Upon Venus's arrival, great admiration was expressed at her symmetry and beauty; the grayness incident to her age having fallen upon her, as it sometimes does upon black greyhounds, in the form of small white spots, so that she appeared as if originally what the coursers call "ticked." She was in excellent condition, and appeared to understand the design of the meeting as well as any one present, and to be delighted to find herself once more in the field of fame. Her competitor, a yellow dog called Smoaker, was let loose, and the whole party awaited in eager expectation of a hare.
"Soho!" cried John Cobham, and off the dogs sprang; Venus taking the turn, as he had foretold, running as true as in her first season, doing all the work, and killing the hare, after a course which, for any part Smoaker took in it, might as well have been single-handed.
"Look how she's bringing the hare to my grandfather!" exclaimed Phoebe; "she always brings her game!"
And with the hare in her mouth, carefully poised by the middle of the back, she was slowly advancing towards her master, when a stranger, well dressed and well mounted, who had joined the party unperceived during the course, suddenly called "Venus!"
And Venus started, pricked up her ears as if to listen, and stood stock still.
"Venus!" again cried the horseman.
And Venus, apparently recognising the voice, walked towards the stranger, (who by this time had dismounted,) laid the hare down at his feet, and then sprang up herself to meet and return his caresses.
"Jesse! It must be Jesse Cliffe!" said Phoebe, in a tone which wavered between exclamation and interrogatory.
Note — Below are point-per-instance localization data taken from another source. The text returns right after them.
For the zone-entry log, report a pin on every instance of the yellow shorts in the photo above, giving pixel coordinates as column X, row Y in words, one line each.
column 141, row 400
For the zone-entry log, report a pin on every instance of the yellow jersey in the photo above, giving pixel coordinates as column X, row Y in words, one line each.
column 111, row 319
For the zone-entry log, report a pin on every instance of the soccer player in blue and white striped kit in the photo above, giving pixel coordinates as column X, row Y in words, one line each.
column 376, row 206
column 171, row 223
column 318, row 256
"It can be none other," responded her grandfather. "I'd trust Venus beyond all the world in the matter of recognising an old friend, and we all know that except her old master and her young mistress, she never cared a straw for anybody but Jesse. It must be Jesse Cliffe, though to be sure he's so altered that how the bitch could find him out, is beyond my comprehension. It's remarkable," continued he in an under tone, walking away with Jesse from the Belford party, "that we five (counting Venus and old Daniel) should meet just on this very spot—isn't it? It looks as if we were to come together. And if you have a fancy for Phoebe, as your friend Sir Robert says you have, and if Phoebe retains her old fancy for you, (as I partly believe maybe the case,) why my consent sha'nt be wanting. Don't keep squeezing my hand, man, but go and find out what she thinks of the matter."
Five minutes after this conversation Jesse and Phoebe were walking together towards the house: what he said we have no business to inquire, but if blushes may be trusted, of a certainty the little damsel did not answer "No."